Hi Everyone, first of all sorry about my english.
I need help, i have a large dataset and i need to do some time expensive operations, like count.
Example, in a variable (column) i have products codes (like 1001 1002 1003 1004). I need to count every time each code appears in total (incrementing a variable per example). The question is, i have to do this with a lot of columns, so, i use a lot of proc sql's or i use one proc sql with a large case clause.
Im thinking about to do this in Data Step's (Importing data set using the set command, after this using "if" for filtering, and after incrementing counting variables). Please anyone can tell me how i do this, ou post some documentation?
Thanks is advance.
Have you considered using PROC FREQ? That could get you the counts and would do it in one pass of the data. Something like
PROC FREQ DATA=mydata;
TABLES <mycolumn>/NOCUM NOPERCENT;
RUN;
The documentation will give you other options and an explanation of these. If you need to change the format, you could use ODS to output the results into another SAS dataset.
You can also count multiple columns in one pass. The number that you can do without writing temporary files is limited by your platform and memory.
Doc Muhlbaier
Duke
Duke, Thx for Quick Reply.
I tried to do my code using proc freq today earlier. But reading the documentation and trying i encountered 2 problems.
1) Imagine the example table:
Product_ID
1001
1002
1003
1002
1004
1001
Suppose that i wanna count records containing just "1001" and "1002" values. When i use PROC FREQ, SAS will count and give me percentage about all records, so, i just wanna catch "1001" "1002" and put count value in new column each one, or put count values in same column.

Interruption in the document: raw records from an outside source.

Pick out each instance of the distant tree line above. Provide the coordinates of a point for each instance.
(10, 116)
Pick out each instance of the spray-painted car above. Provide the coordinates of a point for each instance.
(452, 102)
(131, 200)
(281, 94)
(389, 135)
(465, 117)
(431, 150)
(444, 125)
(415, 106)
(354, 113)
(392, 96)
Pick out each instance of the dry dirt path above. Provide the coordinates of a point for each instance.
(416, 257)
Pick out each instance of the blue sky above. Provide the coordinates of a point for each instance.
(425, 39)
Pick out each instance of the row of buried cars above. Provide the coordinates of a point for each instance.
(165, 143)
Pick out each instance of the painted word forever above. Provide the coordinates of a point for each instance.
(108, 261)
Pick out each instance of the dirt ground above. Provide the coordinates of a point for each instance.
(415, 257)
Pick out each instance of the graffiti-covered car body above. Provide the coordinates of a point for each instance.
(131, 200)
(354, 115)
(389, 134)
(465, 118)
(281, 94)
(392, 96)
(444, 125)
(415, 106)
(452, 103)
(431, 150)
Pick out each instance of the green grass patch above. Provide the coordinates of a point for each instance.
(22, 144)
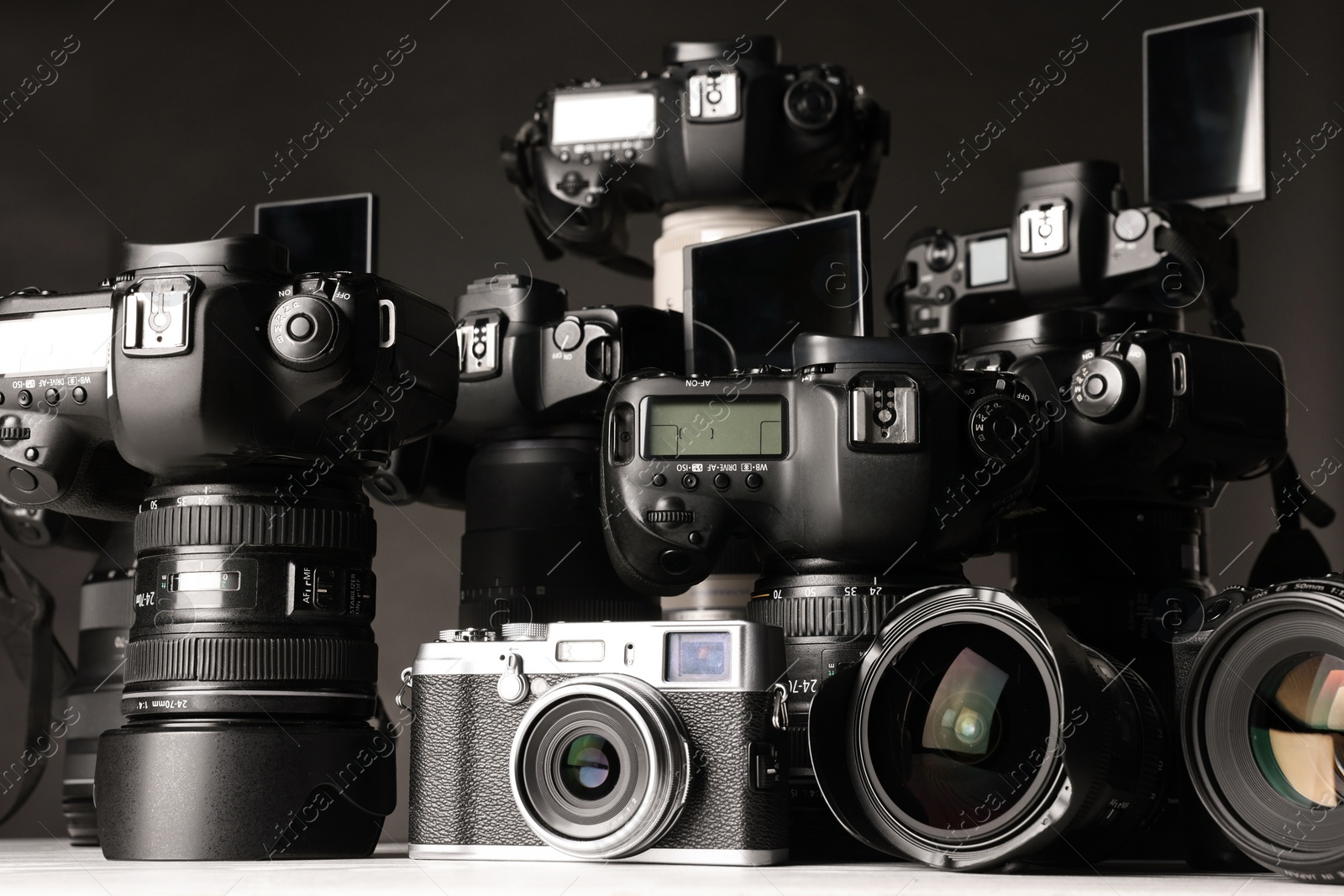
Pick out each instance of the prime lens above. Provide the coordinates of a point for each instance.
(1263, 727)
(976, 731)
(601, 768)
(250, 676)
(94, 698)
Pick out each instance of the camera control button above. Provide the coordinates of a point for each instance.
(568, 335)
(573, 183)
(300, 327)
(1131, 224)
(674, 562)
(22, 479)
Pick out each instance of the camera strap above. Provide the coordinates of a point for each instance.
(26, 610)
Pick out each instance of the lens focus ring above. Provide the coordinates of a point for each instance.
(259, 524)
(804, 617)
(250, 660)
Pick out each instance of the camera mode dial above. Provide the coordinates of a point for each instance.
(1000, 427)
(306, 332)
(1105, 389)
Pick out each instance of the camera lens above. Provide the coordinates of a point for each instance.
(976, 730)
(811, 103)
(601, 768)
(252, 656)
(1263, 728)
(94, 698)
(1297, 732)
(591, 766)
(954, 718)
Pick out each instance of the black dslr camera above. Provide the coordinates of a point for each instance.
(522, 450)
(92, 691)
(725, 125)
(1086, 302)
(869, 472)
(252, 403)
(1074, 239)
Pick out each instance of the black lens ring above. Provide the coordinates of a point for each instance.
(257, 521)
(1045, 788)
(1249, 645)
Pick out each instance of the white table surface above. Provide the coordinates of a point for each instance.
(51, 867)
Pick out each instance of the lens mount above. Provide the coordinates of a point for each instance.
(976, 731)
(1252, 741)
(601, 768)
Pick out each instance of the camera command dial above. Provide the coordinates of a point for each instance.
(306, 332)
(1000, 427)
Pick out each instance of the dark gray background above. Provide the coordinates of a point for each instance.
(159, 129)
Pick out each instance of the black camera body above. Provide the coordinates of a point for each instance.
(1073, 241)
(250, 403)
(213, 358)
(725, 123)
(864, 448)
(530, 364)
(522, 450)
(644, 741)
(1153, 416)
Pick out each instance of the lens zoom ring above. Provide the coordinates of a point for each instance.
(230, 524)
(824, 617)
(252, 660)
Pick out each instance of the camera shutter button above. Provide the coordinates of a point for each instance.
(569, 333)
(512, 685)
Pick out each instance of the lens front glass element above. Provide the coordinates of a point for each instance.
(1297, 728)
(960, 727)
(591, 766)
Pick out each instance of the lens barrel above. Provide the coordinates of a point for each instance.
(107, 609)
(978, 731)
(250, 676)
(534, 548)
(1263, 727)
(830, 618)
(601, 768)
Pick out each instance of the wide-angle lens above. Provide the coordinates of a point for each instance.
(958, 727)
(976, 730)
(1263, 728)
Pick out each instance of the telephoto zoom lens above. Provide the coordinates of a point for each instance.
(250, 680)
(1263, 726)
(978, 731)
(107, 609)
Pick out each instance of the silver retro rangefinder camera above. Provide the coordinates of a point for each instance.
(649, 741)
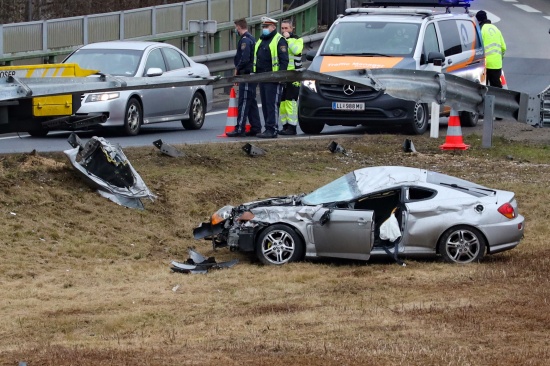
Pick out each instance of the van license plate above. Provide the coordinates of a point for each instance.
(338, 106)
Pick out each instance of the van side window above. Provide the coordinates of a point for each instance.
(451, 37)
(430, 41)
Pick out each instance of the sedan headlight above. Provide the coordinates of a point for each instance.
(310, 84)
(221, 215)
(101, 97)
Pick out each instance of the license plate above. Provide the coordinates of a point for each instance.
(339, 106)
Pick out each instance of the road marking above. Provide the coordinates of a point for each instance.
(527, 8)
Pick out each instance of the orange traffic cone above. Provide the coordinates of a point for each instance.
(453, 141)
(232, 114)
(503, 81)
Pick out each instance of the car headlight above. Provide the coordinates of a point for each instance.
(310, 84)
(221, 215)
(101, 97)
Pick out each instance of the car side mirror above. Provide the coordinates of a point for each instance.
(310, 55)
(154, 71)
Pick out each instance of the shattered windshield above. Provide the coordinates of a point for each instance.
(371, 39)
(342, 189)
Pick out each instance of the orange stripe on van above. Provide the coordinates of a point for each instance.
(340, 63)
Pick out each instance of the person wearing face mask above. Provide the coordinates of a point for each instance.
(244, 62)
(289, 104)
(270, 54)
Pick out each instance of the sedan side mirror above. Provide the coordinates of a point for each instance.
(154, 71)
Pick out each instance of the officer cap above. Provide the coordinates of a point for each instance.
(268, 21)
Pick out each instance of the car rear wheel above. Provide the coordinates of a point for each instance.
(462, 244)
(421, 116)
(279, 244)
(468, 119)
(196, 114)
(133, 117)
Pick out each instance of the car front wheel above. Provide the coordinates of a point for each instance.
(196, 114)
(133, 118)
(462, 244)
(279, 244)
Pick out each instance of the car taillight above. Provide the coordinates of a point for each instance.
(507, 210)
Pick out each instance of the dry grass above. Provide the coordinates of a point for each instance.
(87, 282)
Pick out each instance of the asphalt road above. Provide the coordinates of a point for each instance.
(525, 25)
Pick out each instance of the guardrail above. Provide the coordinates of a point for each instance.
(49, 39)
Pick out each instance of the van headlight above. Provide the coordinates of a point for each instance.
(101, 97)
(310, 84)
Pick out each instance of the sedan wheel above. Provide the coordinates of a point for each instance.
(133, 118)
(196, 114)
(279, 244)
(462, 244)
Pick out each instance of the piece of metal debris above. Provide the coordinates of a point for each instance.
(167, 149)
(197, 263)
(253, 150)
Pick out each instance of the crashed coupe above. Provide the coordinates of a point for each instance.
(432, 214)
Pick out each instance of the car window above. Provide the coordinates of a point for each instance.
(107, 61)
(371, 38)
(450, 36)
(155, 59)
(173, 59)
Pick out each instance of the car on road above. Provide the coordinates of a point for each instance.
(389, 37)
(432, 214)
(131, 109)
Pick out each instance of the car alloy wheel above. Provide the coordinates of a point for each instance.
(462, 244)
(279, 244)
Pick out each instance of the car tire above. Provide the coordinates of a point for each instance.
(133, 118)
(421, 119)
(462, 244)
(196, 113)
(279, 244)
(468, 119)
(311, 127)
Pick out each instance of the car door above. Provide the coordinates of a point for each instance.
(347, 233)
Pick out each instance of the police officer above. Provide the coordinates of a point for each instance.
(289, 104)
(271, 54)
(494, 49)
(244, 62)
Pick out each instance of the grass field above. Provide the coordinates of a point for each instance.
(87, 282)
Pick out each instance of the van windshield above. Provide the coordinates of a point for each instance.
(372, 39)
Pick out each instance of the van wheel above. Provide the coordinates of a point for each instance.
(421, 115)
(468, 119)
(311, 127)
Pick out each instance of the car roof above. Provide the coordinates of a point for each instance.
(123, 45)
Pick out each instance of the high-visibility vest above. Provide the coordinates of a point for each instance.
(494, 46)
(274, 54)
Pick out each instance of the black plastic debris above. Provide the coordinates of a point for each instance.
(199, 264)
(335, 147)
(167, 149)
(408, 146)
(253, 150)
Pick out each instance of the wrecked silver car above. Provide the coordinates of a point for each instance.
(436, 214)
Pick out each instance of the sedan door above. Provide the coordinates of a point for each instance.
(346, 234)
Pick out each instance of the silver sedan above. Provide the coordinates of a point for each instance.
(131, 109)
(388, 211)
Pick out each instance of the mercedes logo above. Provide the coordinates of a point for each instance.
(349, 89)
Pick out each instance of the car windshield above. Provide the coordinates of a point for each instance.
(113, 62)
(371, 39)
(342, 189)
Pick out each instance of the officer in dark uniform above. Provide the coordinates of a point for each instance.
(244, 62)
(271, 55)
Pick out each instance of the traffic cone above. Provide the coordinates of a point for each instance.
(453, 141)
(232, 114)
(503, 81)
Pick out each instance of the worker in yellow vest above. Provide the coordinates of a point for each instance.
(495, 47)
(289, 104)
(270, 54)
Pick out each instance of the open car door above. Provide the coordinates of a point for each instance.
(343, 233)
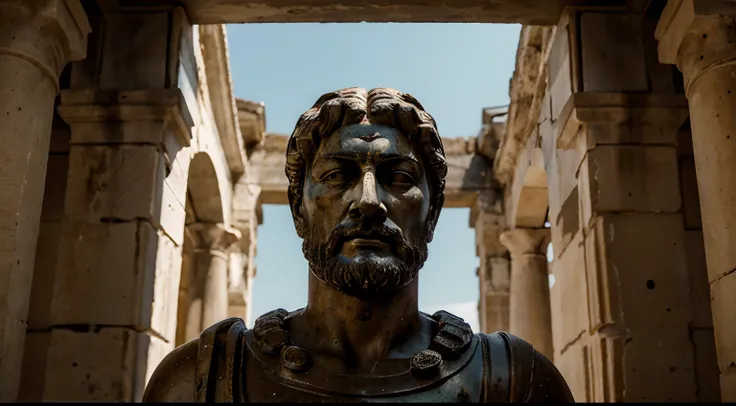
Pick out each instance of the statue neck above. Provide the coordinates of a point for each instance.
(361, 331)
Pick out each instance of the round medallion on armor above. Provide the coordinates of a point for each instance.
(295, 358)
(269, 332)
(425, 364)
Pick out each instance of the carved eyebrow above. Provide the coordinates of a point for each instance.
(380, 157)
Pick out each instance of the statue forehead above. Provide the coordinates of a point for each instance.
(367, 139)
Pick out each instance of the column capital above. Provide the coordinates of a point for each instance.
(46, 33)
(526, 241)
(215, 237)
(696, 35)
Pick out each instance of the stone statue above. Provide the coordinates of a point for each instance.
(366, 177)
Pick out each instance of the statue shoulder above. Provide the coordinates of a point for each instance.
(513, 371)
(173, 379)
(184, 374)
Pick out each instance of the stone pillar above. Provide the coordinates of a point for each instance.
(622, 308)
(113, 313)
(700, 41)
(529, 304)
(493, 273)
(37, 39)
(209, 289)
(247, 216)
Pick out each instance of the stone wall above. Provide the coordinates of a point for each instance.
(141, 160)
(630, 313)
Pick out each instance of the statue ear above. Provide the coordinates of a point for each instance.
(434, 216)
(295, 204)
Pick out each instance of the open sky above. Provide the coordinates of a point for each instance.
(454, 70)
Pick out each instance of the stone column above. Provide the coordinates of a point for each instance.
(529, 304)
(209, 290)
(247, 216)
(493, 273)
(700, 41)
(37, 39)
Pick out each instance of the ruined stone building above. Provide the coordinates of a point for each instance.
(131, 182)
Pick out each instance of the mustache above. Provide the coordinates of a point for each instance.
(343, 233)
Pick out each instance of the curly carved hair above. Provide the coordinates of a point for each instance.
(355, 105)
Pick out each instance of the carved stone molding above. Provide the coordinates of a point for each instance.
(666, 110)
(526, 241)
(214, 237)
(46, 33)
(95, 106)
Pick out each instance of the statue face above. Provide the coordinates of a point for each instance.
(365, 206)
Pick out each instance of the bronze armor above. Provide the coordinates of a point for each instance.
(232, 367)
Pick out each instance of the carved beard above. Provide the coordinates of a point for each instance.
(367, 273)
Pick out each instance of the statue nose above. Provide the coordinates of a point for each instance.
(369, 205)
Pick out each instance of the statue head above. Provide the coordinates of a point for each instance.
(366, 176)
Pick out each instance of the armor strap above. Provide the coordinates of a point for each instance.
(508, 365)
(220, 368)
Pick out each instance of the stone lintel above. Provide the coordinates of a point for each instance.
(533, 12)
(90, 106)
(214, 237)
(528, 88)
(582, 108)
(526, 241)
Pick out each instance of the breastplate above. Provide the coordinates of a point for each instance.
(231, 367)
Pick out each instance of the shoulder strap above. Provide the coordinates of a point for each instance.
(220, 363)
(508, 365)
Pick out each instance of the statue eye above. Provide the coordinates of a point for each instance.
(336, 176)
(402, 178)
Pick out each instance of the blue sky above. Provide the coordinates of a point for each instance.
(453, 69)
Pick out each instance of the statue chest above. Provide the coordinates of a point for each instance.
(461, 386)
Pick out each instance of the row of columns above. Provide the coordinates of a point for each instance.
(37, 39)
(612, 153)
(529, 305)
(701, 43)
(513, 275)
(207, 301)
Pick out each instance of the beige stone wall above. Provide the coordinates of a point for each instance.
(136, 166)
(630, 315)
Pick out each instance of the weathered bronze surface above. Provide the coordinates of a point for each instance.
(366, 173)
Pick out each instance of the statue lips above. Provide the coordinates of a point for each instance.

The second problem that i encountered is about the PROC FREQ concept. The example above works because im using 1 column in tables statement (inside proc freq), if i want to count the others column value (this is what i want) isnt possible (i just read documentation, i dont know if exist other possibilities), PROC FREQ use "crossing tables" concept.
Any other suggestions?
Again, thx for quickly reply.
Why not use proc transpose to flip the table so that everything is in one column? e.g., take a look at: http://www.ats.ucla.edu/stat/sas/modules/wtol_transpose.htm
Then, you could analyze the entire table with one simple proc freq.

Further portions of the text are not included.